Two important questions for a lab are:

  1. Is the process in control?
  2. Are the patient results medically acceptable?

QC can answer the first question, it cannot answer the second question.

Results can be viewed in a 2×2 table

  Patient results are
medically acceptable
Patient results are not
medically acceptable
The process is in control



The process is not in control



An example of case 2 is the first generation of troponin assays in the 90s. The American and European cardiology societies specified performance for troponin assays and no one met the performance. Hence these were assays in control but failed to provide medically acceptable results.

Changing QC limits does nothing.

Review of why FMEA is so difficult

January 20, 2019

FMEA stands for Failure Mode Effects Analysis
FRACAS stands for Failure Reporting and Corrective Action System

Definitions – FMEA is a process to reduce the risk of undesirable events. FRACAS is a process to reduce the rate of undesirable events. Hence FMEA failures haven’t happened while FRACAS failures have. FMEA failures are often much more severe than FRACAS failures.

Not a FMEA – When someone says they have reduced the rate of failures for a process, they have performed FRACAS not FMEA.

Lack of management support – Companies make money by selling products and services and also by reducing costs. FMEA does neither. It consumes resources while reducing the risk of costs (caused when failures occur). A nonprofit has to worry about the same issues. If they lose money, they will have to reduce services.

The following is not a compelling appeal to management for resources – “There are some catastrophic failures that have never happened. We can spend some money to make these events even less likely”.

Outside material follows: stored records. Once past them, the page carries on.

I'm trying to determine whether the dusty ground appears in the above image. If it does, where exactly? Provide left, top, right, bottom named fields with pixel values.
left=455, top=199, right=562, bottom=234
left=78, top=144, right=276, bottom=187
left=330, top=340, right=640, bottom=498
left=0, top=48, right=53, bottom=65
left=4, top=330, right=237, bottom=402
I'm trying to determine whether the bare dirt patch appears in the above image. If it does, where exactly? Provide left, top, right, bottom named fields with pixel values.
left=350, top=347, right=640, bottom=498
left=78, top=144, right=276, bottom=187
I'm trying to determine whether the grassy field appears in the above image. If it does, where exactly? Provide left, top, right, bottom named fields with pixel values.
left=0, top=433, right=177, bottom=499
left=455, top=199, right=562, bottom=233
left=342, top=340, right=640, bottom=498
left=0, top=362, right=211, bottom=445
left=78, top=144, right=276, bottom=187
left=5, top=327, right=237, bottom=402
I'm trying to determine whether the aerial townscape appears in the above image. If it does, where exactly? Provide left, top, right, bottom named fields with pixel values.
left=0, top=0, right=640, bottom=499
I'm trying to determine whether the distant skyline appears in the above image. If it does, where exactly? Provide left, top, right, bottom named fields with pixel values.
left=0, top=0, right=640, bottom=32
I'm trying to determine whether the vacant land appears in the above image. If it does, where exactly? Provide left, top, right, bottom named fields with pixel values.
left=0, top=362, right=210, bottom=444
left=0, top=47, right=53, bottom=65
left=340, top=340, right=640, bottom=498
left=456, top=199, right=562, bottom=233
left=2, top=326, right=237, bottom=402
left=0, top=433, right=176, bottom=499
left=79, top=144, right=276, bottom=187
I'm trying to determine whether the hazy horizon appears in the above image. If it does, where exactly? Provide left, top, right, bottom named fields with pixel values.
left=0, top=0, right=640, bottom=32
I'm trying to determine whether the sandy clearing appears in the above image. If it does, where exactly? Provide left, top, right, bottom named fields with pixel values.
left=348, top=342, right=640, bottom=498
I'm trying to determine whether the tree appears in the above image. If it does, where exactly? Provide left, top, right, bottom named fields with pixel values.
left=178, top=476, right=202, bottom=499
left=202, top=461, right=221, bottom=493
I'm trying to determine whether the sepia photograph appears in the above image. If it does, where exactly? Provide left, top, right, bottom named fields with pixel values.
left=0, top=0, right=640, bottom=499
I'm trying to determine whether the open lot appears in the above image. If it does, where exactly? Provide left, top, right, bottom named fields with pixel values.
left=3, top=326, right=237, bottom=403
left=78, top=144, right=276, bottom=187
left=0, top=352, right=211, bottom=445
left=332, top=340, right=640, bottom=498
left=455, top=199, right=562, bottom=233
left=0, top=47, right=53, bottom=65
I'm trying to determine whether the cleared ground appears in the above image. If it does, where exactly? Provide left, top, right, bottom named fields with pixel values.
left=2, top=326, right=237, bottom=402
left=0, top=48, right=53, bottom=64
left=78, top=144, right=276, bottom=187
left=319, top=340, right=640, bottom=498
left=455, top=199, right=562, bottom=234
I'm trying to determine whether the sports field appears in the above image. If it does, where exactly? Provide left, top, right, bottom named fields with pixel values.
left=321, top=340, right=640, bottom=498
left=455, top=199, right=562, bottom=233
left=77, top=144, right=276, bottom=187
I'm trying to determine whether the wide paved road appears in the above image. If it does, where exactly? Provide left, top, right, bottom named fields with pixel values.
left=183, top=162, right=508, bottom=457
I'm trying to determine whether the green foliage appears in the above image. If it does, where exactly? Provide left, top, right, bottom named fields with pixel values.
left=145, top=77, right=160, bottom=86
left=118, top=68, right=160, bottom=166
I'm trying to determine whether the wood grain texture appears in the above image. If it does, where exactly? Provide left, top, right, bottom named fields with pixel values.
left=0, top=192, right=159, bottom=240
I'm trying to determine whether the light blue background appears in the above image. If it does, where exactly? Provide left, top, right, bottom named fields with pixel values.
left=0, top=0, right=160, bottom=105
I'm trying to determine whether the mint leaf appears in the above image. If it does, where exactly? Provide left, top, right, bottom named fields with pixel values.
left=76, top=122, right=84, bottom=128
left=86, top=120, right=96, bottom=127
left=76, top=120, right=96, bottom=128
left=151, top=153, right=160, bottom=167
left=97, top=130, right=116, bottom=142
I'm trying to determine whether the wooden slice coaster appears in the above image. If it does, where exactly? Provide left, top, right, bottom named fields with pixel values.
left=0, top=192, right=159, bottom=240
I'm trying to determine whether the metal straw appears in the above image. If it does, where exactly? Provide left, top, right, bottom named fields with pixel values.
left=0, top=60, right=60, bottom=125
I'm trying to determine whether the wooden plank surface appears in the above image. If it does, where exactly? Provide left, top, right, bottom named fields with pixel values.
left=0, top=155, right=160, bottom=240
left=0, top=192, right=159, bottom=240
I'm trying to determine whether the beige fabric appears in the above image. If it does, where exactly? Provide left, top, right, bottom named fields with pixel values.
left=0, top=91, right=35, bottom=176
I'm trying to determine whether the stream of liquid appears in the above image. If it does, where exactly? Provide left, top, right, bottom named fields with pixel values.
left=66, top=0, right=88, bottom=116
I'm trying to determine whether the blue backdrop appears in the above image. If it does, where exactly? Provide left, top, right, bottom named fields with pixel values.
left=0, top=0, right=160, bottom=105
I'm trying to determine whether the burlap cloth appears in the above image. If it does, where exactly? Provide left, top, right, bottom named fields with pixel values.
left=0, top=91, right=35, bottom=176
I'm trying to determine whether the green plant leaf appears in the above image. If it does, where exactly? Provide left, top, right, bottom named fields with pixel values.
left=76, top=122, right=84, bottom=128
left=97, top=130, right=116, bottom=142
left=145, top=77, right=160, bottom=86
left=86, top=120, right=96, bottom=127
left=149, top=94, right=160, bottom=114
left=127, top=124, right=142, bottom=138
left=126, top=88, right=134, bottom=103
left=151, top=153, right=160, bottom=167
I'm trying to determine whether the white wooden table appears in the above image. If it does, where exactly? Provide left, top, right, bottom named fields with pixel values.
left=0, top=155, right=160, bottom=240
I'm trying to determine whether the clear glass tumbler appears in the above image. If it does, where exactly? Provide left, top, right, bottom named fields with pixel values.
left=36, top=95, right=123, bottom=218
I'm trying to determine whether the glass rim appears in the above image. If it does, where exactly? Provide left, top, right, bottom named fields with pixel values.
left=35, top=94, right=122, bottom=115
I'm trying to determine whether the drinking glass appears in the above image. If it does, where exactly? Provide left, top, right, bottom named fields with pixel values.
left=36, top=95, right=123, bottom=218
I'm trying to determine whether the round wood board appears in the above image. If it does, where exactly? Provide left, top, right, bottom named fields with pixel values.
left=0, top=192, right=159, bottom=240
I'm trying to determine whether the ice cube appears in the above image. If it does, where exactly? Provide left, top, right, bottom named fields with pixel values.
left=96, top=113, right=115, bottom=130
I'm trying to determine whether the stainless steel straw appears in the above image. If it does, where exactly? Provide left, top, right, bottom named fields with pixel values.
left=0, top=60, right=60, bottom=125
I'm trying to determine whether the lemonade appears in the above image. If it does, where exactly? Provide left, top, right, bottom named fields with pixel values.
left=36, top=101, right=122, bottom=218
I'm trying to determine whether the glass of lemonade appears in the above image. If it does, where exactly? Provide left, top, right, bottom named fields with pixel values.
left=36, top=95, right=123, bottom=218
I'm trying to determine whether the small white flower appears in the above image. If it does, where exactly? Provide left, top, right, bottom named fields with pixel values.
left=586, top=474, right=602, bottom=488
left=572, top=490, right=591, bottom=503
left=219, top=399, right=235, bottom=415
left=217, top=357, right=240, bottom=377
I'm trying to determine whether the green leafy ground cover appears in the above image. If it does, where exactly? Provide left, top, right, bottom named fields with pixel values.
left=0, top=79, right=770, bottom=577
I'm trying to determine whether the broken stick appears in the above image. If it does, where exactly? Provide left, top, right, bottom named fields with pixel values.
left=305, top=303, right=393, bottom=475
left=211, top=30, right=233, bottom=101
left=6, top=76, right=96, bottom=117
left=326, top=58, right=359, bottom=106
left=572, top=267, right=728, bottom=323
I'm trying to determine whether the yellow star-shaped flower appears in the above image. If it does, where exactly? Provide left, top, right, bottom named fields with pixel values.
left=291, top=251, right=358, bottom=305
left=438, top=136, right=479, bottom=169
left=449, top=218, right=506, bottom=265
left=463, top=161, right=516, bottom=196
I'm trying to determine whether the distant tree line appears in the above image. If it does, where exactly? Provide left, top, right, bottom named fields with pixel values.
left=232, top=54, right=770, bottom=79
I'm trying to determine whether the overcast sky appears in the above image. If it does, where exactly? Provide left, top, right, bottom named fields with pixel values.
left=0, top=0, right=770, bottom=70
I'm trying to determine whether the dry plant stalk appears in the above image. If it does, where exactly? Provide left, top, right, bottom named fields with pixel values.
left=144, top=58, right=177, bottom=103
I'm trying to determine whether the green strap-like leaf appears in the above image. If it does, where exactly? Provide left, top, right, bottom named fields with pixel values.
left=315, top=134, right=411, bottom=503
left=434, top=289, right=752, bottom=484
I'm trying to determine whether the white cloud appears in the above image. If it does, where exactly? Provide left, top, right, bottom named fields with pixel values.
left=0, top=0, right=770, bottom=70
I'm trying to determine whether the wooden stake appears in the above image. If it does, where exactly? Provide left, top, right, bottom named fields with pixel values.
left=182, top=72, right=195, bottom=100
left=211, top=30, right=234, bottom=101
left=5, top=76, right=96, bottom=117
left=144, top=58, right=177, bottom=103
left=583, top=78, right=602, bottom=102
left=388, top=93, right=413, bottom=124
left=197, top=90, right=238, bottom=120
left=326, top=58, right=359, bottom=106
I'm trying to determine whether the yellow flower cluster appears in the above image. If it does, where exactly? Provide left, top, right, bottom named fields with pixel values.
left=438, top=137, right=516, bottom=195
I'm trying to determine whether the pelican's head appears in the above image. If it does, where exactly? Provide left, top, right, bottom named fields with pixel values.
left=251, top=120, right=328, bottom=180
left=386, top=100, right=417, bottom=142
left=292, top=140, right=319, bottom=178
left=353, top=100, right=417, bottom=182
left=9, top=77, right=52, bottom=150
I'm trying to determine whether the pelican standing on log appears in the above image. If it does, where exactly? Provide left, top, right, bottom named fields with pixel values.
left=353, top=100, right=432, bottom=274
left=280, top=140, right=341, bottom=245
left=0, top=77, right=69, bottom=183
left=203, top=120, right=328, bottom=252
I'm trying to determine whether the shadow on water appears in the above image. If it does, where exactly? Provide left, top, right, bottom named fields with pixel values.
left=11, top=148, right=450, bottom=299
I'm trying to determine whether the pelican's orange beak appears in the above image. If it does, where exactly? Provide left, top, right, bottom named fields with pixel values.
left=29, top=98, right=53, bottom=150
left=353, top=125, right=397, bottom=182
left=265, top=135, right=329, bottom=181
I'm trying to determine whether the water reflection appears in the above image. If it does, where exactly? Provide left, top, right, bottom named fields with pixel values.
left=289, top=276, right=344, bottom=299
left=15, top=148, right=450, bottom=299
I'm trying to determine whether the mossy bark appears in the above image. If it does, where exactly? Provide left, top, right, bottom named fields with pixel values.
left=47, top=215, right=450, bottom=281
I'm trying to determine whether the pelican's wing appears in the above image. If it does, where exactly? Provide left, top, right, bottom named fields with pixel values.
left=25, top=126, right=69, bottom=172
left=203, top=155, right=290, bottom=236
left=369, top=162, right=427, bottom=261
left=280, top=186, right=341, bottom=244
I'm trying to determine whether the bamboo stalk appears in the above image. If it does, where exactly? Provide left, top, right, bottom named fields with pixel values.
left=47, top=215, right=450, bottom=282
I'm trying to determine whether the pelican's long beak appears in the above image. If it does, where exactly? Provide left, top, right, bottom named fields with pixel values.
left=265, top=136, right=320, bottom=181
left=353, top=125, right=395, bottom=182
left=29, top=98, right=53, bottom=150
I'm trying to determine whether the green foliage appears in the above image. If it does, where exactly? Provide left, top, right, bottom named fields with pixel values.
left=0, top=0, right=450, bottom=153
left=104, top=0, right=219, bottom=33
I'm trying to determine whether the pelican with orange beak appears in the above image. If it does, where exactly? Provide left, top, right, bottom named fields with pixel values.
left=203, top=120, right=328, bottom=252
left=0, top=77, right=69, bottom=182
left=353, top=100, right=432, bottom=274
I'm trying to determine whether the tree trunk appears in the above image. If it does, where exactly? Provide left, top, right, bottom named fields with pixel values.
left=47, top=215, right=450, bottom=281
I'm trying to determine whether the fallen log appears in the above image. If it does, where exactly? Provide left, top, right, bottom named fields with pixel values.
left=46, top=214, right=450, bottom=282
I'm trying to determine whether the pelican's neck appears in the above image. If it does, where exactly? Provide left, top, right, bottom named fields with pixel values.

I participated in a company FMEA that was always held during lunch. The reason given by management was that they have more important tasks to do during regular working hours.

Lack of a facilitator – The purpose of a FMEA is to question the design of a product or process. Often, the designer is present. A facilitator can prevent an adversarial confrontation.

Lack of interest – People who design medical instruments like to design. It’s a challenge to motivate them to perform tasks other than design.

Insufficient detail – FMEA is a bottoms up approach and requires listing all process steps. (Fault trees are a top down approach). Mapping out a process requires inclusion of all relevant events. Providing insufficient detail is a problem. Example, a technician examines a clinical sample before it is analyzed. An additional branch could be how is this person hired, trained, etc.

Stopping at the status quo – As one conducts a FMEA, one lists the possible failure modes for each step, the effect of each failure, and the mitigation for each failure. Example: a process step is to test whether a sample is hemolyzed, the effect (of a failure) is potassium is artificially elevated, and the existing mitigation is to rely on the instrument’s automatic flagging of hemolyzed samples. One might conclude that’s it – no need to do anything further. But all that’s been done is to describe the existing process. This is not FMEA. One must ask questions such as how can the instrument’s flagging system fail.

Acceptable risk is hard to quantify – One can never have a zero failure risk. For example, for blood gas, which is an emergent assay, one remedy to mitigate against an instrument failure is to use two instruments. One can estimate the probability of both instruments failing at the same time. One can add a third machine and so on, always lowering the risk, but it is never zero. Mitigations cost money so one must make a tradeoff between cost and risk.